Customer Case Study: Zip Co - Databricks


Customer Case Study


Zip Co is a leading payment and credit solution provider based out of Australia. They are on a mission to simplify how customers everywhere pay with fast, fair and seamless payment solutions online and in-store.


Financial Services

Vertical Use Case

Payment Service – Provides credit and risk analysis of applicants by using credit profiles like bank statements and other data to predict who is credit worthy.

Technical Use Case

  • Data Ingest and ETL
  • Machine Learning

The Challenges

Zip Co’s data science and engineering teams model large volumes of financial data (e.g. bank statements, transactions, etc) to predict credit risk. Complex architectures and data prep workflows delayed time-to-insight and drove up costs.
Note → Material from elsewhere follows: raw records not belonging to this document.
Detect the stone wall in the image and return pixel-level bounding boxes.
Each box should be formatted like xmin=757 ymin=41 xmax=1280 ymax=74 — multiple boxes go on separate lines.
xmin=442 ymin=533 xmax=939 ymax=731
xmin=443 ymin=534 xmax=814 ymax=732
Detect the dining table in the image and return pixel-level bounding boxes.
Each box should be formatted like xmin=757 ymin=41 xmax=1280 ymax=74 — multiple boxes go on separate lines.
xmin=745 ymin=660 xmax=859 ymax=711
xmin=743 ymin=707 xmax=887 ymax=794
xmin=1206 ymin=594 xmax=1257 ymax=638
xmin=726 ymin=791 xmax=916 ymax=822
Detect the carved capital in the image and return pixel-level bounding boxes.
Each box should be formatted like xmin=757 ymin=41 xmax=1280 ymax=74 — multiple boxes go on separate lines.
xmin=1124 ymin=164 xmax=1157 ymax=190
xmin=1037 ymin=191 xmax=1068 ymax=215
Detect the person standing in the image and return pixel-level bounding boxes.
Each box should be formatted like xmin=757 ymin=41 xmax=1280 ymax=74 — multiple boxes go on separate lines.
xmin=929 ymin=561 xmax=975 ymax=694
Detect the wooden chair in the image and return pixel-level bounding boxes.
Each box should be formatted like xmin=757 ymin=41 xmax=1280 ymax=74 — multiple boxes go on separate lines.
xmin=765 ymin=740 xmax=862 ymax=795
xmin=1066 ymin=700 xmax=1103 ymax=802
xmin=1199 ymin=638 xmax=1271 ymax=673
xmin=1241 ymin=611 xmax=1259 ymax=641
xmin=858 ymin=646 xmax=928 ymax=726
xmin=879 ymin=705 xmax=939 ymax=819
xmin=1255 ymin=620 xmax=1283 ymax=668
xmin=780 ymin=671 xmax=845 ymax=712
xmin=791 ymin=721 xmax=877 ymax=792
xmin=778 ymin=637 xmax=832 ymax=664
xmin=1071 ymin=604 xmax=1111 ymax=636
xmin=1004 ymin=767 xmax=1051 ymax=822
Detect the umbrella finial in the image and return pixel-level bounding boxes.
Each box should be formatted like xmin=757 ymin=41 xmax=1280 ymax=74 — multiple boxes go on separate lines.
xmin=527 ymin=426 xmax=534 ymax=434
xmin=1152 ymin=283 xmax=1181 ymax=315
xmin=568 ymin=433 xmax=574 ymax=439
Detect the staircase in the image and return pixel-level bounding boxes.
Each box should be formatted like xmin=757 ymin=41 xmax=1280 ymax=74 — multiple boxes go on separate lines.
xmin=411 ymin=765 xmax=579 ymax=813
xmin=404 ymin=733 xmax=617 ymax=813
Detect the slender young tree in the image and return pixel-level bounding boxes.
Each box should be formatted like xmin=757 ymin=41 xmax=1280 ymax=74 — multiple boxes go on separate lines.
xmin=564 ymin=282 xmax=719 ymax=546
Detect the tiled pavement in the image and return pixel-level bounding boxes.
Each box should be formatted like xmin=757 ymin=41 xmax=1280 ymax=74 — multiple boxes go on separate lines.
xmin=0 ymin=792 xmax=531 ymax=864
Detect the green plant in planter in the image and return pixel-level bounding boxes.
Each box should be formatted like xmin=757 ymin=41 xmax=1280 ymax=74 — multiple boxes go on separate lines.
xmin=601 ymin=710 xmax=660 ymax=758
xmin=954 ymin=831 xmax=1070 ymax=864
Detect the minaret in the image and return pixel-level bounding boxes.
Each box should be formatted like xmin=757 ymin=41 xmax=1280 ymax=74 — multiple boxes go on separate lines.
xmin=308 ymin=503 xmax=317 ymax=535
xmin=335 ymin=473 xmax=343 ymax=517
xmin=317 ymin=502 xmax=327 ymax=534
Challenges included:

  • Managing infrastructure and clusters required significant DevOps effort from engineering team.
  • Using EMR to build ETL pipelines was highly complex and very costly due to the lack of features such as auto-scale and auto-shutdown.
  • Frequently experienced EMR clusters terminate in error when trying to auto-scale to support exploration.
  • Data preparation to build and train machine learning models time consuming and resource intensive.

The Solution

Databricks provides Zip Co with a unified analytics platform that simplifies operations and accelerates data preparation to accelerate data science driven innovation.

  • Fully migrated both interactive and automated workloads from EMR to Databricks
  • Automated cluster management simplifies provisioning of compute resources, allowing ETL work to get started promptly and providing data scientists control over their own workloads with ease.
  • Auto-scaling, Spot Instances, and Auto-shutdown features reduced compute costs for ETL workloads

The Results

  • Able to reduce total Spark cluster cost for by 65% in four months, including both AWS and Databricks charges.
  • Databricks clusters spin up in less than 3 minutes compared to a minimum of 12 minutes and sometimes up to 20 minutes on EMR
  • The combination of autoscaling, spot-pricing and auto-termination timeout settings allow us to maximize utilization of compute while minimizing money spent on idle resources.

The combination of autoscaling, spot-pricing and auto-termination has allowed us to maximize utilization of compute while minimizing money spent on idle resources.

Yiting Shan, Big Data Engineer at Zip Co.